O divisor de águas na relação da unidade do movimento popular e da esquerda -- e no diálogo e concertação com o governo Dilma -- é que não se pode retroceder e voltar ao modelo antipopular e antinacional do passado: agenda destrutiva do Estado mínimo; aprofundamento da exclusão social; sistema político inteiramente tutelado pelo capital; realinhamento geopolítico com as grandes potências capitalistas, saída da crise resgatando o grande capital financeiro e grandes monopólios, em detrimento da maioria da nação. A relação de confiança com a presidenta tem aí sua base, por ela demonstrado em toda sua trajetória.

Agenda convergente para retomar o crescimento


Portanto, a alternativa a seguir neste momento requer confiança mutua, dialogo e debate mais amplo com a presidenta e seu governo. Isso em função de que o campo popular e de esquerda não tem modelo alternativo concluído, sobretudo no terreno econômico, onde apresenta até mesmo posições diferenciadas. É certo que não se pode alimentar duas disjuntivas: de um lado, devaneios de pactos com a oposição golpista e neoliberal, reerguendo pontes para o passado; por outro lado, ilusões de que a solução está no voluntarismo político, ou em medidas mágicas para a retomada rápida do crescimento, nas condições atuais.

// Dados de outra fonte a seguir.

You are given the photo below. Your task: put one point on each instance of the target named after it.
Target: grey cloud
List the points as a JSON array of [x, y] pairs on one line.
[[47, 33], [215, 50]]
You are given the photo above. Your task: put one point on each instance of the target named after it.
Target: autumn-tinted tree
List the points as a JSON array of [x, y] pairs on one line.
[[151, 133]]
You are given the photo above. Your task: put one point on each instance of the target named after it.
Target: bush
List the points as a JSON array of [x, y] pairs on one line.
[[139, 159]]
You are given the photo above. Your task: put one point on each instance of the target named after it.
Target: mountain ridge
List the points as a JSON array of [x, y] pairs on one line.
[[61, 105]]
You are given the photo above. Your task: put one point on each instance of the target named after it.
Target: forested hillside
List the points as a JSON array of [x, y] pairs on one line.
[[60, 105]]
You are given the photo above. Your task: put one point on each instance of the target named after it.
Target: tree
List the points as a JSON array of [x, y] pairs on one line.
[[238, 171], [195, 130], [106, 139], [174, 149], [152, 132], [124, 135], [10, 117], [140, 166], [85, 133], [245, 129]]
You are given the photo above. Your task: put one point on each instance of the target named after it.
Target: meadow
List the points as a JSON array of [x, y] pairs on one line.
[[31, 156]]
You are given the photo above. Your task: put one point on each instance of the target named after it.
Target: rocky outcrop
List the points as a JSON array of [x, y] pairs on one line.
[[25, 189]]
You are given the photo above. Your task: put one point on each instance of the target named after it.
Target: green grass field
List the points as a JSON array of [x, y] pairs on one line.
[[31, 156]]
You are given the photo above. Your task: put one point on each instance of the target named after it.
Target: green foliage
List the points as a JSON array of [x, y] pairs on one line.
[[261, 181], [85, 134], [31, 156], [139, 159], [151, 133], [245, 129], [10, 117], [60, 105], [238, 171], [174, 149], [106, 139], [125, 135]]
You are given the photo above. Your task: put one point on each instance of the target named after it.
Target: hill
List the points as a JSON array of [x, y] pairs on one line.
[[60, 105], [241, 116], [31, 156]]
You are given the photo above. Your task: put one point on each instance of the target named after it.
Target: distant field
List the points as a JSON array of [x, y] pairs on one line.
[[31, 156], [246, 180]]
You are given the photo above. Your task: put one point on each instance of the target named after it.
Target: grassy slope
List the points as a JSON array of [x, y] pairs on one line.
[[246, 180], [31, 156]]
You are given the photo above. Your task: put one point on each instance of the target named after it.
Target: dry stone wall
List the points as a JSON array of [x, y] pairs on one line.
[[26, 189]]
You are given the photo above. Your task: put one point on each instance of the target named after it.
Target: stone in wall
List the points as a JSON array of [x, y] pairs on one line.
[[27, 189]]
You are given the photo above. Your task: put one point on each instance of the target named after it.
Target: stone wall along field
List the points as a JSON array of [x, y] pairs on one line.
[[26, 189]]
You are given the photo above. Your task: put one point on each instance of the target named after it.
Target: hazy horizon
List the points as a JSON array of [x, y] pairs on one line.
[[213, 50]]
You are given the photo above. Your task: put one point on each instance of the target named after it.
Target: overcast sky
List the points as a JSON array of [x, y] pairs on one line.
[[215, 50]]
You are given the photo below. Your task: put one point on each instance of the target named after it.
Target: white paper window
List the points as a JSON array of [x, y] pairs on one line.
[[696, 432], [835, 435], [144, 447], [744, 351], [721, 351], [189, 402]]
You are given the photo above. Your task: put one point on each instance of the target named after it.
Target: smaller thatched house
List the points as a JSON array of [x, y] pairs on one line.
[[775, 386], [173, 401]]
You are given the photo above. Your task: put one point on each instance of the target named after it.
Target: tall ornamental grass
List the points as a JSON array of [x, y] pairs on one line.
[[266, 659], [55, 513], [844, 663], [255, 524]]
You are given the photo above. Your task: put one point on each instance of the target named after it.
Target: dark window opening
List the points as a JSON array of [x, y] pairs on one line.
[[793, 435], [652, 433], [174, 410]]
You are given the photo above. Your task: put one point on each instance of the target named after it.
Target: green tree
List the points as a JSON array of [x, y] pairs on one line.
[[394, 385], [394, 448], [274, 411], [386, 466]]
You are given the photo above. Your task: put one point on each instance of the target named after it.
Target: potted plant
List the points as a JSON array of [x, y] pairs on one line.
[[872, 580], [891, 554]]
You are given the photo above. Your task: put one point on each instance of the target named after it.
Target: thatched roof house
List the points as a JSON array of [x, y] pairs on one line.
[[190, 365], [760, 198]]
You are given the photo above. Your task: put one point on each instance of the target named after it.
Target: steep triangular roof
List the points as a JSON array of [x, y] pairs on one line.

Avaliamos que não devemos ser contra o ajuste nas contas públicas. O busílis está em que o equilíbrio fiscal depende da recuperação das receitas através do estímulo à atividade econômica, não o contrário. Por isso que Joaquim Levy teve que sair. O mais emergencial agora, além de abortar as investidas golpistas, é concretizar uma agenda de consenso para interromper a queda da atividade econômica e recuperar o seu crescimento. 

As pontes para a retomada do crescimento que vão reunindo maiores convergências são: redução progressiva dos juros, pois o aumento da taxa Selic já não tem mais “funcionalidade” para conter a inflação; câmbio realinhado na faixa atual, que permite a competitividade, sobretudo da indústria; destravar os investimentos públicos e privados na infraestrutura logística e no sistema energético; tratar legalmente os acordos de leniência para preservação imprescindível das grandes empresas de engenharia nacional e recompor financeiramente a Petrobras; ativar setores produtivos que compõem ampla cadeia de empresas fornecedoras e receptoras.

Por fim, a evolução da unidade da Frente Brasil Popular e a prova da capacidade mobilizadora popular do dia 16 de dezembro passado, contribuíram significativamente para as vitórias mais recentes. E o seu crescimento é uma garantia para reforçar o papel da força motriz eficaz para barrar o golpe, pelas reformas estruturais e as mudanças progressistas.